# Security policy
Thank you for helping keep Claudette and its users safe.
## Supported versions
Only the latest released version on `main` is actively supported. We
do not backport fixes to prior minor versions.
| `v0.2.x` | ✅ |
| `< 0.2` | ❌ |
## Reporting a vulnerability
**Please do not open a public GitHub issue for security reports.**
Open issues are visible to everyone and give attackers a head start.
Instead, file a private report through GitHub's security advisory
system:
1. Go to <https://github.com/mrdushidush/claudette/security/advisories/new>
2. Fill in the form — include a description, affected versions, a
reproducer if you have one, and your estimate of impact.
3. Submit. Only the repo maintainers will see it.
If for any reason the security advisory flow is unavailable, email
the repo owner at the address listed on the GitHub profile page.
## What to expect
- **Acknowledgement:** within 7 days (often same-day — this is a
solo-maintainer project, so responsiveness depends on other
demands).
- **Triage:** confirmation that we can reproduce, plus initial
severity assessment, within 14 days.
- **Fix:** timeline depends on severity. Critical issues are
prioritised above all other work; medium issues land in the next
scheduled release; low issues may be deferred and documented.
- **Disclosure:** coordinated. We'll work with you on a public
disclosure date. Credit in the release notes if you'd like it.
## Scope
In scope:
- Vulnerabilities in Claudette's own code (anything under `src/`).
- Incorrect handling of secrets (tokens, OAuth credentials).
- Prompt-injection attacks that escape the `<email>` provenance
boundary or otherwise cause Claudette to act against user intent
via hostile tool input.
- Permission-tier bypasses (a `ReadOnly` tool performing writes, a
`DangerFullAccess` tool executing without the confirmation prompt).
- Sandbox escapes from the `~/.claudette/files/` scratch directory.
Out of scope:
- Vulnerabilities in upstream dependencies. Report those to the
upstream project; we'll bump the dep version once a fix is
available.
- Vulnerabilities in Ollama, Whisper, edge-tts, the Telegram Bot API,
or Google's APIs.

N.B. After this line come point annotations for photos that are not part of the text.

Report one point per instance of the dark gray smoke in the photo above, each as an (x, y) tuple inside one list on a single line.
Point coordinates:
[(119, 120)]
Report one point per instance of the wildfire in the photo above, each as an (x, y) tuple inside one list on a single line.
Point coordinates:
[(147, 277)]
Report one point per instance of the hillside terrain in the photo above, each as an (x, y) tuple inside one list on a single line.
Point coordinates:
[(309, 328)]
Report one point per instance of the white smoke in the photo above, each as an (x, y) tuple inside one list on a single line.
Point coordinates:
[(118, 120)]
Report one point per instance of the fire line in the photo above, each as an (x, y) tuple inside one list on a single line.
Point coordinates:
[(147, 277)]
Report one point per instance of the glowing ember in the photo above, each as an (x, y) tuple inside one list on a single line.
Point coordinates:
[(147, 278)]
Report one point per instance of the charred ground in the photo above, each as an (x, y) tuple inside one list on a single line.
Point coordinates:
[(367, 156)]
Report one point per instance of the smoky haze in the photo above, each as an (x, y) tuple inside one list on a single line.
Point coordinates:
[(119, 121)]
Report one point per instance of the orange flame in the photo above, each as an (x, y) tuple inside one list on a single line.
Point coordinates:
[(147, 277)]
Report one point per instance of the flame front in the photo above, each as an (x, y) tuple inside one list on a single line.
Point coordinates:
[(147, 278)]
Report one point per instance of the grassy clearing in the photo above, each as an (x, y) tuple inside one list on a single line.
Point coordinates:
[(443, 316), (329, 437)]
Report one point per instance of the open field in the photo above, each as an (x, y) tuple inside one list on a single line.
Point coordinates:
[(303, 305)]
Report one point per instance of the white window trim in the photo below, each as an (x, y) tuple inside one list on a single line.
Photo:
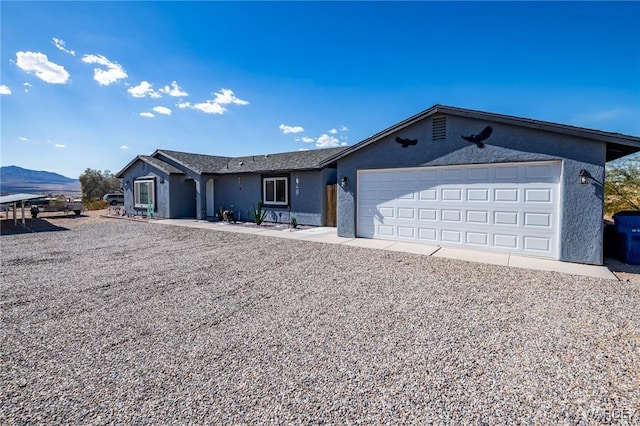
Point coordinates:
[(136, 193), (275, 180)]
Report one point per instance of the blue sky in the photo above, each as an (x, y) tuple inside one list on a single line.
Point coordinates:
[(93, 84)]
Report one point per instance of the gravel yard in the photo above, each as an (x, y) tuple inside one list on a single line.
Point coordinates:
[(115, 321)]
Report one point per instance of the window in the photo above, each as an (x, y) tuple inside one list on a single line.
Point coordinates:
[(144, 193), (275, 191)]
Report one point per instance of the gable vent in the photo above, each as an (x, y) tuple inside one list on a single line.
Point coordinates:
[(439, 128)]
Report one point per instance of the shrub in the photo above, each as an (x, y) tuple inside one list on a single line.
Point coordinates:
[(259, 214)]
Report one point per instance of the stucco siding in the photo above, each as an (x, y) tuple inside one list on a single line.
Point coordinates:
[(241, 193), (581, 205), (140, 169)]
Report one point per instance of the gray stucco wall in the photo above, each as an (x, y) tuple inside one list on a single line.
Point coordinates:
[(581, 216), (137, 170), (307, 196)]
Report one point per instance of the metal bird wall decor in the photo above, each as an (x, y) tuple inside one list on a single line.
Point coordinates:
[(477, 139), (406, 142)]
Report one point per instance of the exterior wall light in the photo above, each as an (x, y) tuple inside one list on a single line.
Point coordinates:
[(584, 176)]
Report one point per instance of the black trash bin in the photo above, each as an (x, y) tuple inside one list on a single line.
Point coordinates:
[(628, 229)]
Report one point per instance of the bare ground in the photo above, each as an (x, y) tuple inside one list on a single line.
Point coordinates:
[(115, 321)]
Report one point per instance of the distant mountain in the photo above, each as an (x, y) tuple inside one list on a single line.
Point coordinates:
[(14, 179)]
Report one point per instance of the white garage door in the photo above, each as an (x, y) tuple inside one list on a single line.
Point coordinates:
[(510, 207)]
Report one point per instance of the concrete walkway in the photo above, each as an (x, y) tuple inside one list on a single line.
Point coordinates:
[(328, 235)]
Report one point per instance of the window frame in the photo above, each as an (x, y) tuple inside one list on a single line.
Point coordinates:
[(275, 180), (151, 193)]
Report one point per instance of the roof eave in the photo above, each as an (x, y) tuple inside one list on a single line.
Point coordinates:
[(612, 139)]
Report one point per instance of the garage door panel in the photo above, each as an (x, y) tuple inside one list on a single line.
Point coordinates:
[(406, 232), (478, 216), (538, 219), (428, 195), (505, 218), (509, 208), (406, 213), (451, 215), (427, 214), (508, 195), (387, 212), (542, 195), (505, 241), (481, 194), (407, 195)]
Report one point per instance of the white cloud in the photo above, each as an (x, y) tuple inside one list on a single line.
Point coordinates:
[(44, 69), (215, 106), (174, 90), (162, 110), (60, 44), (226, 96), (326, 141), (291, 129), (143, 89), (210, 107), (113, 72)]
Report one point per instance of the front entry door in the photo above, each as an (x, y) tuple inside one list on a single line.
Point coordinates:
[(210, 201)]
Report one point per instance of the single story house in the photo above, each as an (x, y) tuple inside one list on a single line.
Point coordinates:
[(446, 176), (173, 184), (463, 178)]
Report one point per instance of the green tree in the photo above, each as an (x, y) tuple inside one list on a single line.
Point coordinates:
[(96, 183), (622, 185)]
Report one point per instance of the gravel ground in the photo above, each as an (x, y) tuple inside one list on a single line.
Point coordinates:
[(114, 321)]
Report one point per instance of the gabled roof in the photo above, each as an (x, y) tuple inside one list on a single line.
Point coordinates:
[(199, 163), (158, 164), (618, 145), (280, 162), (211, 164)]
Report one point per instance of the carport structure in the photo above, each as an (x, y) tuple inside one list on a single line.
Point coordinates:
[(21, 199)]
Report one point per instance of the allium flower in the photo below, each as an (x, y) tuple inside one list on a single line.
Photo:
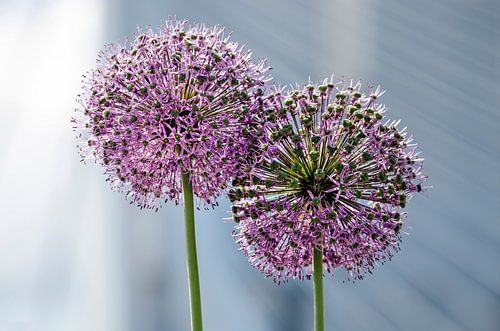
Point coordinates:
[(333, 174), (170, 101)]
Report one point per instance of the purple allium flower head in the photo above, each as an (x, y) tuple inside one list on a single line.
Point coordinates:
[(333, 173), (172, 100)]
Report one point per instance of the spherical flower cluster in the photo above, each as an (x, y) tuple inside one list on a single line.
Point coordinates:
[(178, 99), (332, 175)]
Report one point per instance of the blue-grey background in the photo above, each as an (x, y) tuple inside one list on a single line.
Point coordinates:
[(76, 256)]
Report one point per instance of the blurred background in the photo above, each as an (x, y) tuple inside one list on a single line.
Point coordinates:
[(76, 256)]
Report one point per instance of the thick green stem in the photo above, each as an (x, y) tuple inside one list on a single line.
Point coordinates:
[(192, 260), (319, 302)]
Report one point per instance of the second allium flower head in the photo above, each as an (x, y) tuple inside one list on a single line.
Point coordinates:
[(332, 175), (174, 100)]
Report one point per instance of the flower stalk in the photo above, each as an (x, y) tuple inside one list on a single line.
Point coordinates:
[(319, 302), (192, 259)]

Those are separate surfaces we consume.
- Denial-of-service attacks against the local process. Claudette is
a single-user tool; if someone has the ability to spam your local
Ollama, they already have code execution on your machine.
- Issues that require the attacker to already control the user's
machine (e.g. tampering with `~/.claudette/secrets/` files).
## Threat model we target
Claudette is designed for a single-user, local-deployment threat
model:
1. The user trusts their own machine.
2. The user trusts themselves and any personas / memory files they
load into Claudette.
3. External content (emails fetched via `gmail_read`, web pages
fetched via `web_fetch`, RSVP data from Calendar) is untrusted
and must be handled as data, not as instructions.
The `<email>` provenance wrapping in the Gmail tool group (see
`docs/sprint_life_agent.md` AD-6) is the primary defense against
prompt injection. If you can bypass it, that is a security-relevant
bug we want to hear about.
## Non-goals
- **Multi-tenant safety.** Claudette is not designed for shared
hosting. Each user runs their own instance.
- **Adversarial model providers.** We trust Ollama and the model
weights. If a malicious Ollama server returns crafted output,
that's equivalent to trusting the brain — outside this project's
scope.
- **Network interception.** Transport security is whatever
`reqwest` / `rustls` give us. We don't pin certificates for the
external APIs we call.
## History
This is the first version of the security policy; no reported
vulnerabilities yet. If that changes, resolved issues will be listed
here with CVE references if applicable.